The announcement by Honeywell (ranked #456 in The Global 5000) that it is splitting into three companies might very well have marked the end of the era of conglomerates.

A few years back, GE went down a similar path and split itself up into three pieces. The main GE company (ranked #207) was a $122 billion firm at one point and is now in the $65-70 billion range.

Indeed conglomerates seem to be a thing of the past and GE was perhaps the best known of the bunch. Multiple businesses all bunched together under one parent name with sometimes odd initiatives to consolidate various functions but product management functions left to the individual entities.
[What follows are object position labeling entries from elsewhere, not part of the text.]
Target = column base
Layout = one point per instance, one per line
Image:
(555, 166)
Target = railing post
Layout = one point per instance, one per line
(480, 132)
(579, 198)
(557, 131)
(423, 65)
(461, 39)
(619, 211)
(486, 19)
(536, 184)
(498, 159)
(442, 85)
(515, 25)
Over the recent years, a more popular approach has been the holding company such as Warren Buffet’s Berkshire Hathaway (ranked #6) where the ownership is held by a parent but the operations are independent. It is a model that most private equity firms use. They don’t want to run operating companies – just benefit from them.

There has been some chatter online that Amazon (ranked #2) is a modern day conglomerate with main businesses in (a) online shopping (b) AWS web services and (c) media with Prime Video. They make a good case.

In some ways, companies in other countries like Japan with their typical keiretsu (like Mitsubishi) and chaebols in South Korea (LG) operate somewhat like a conglomerate with various entities connected and benefitting from family-friendly business arrangements.

It has been interesting to watch the evolution and trends – and we’re probably not done evolving yet.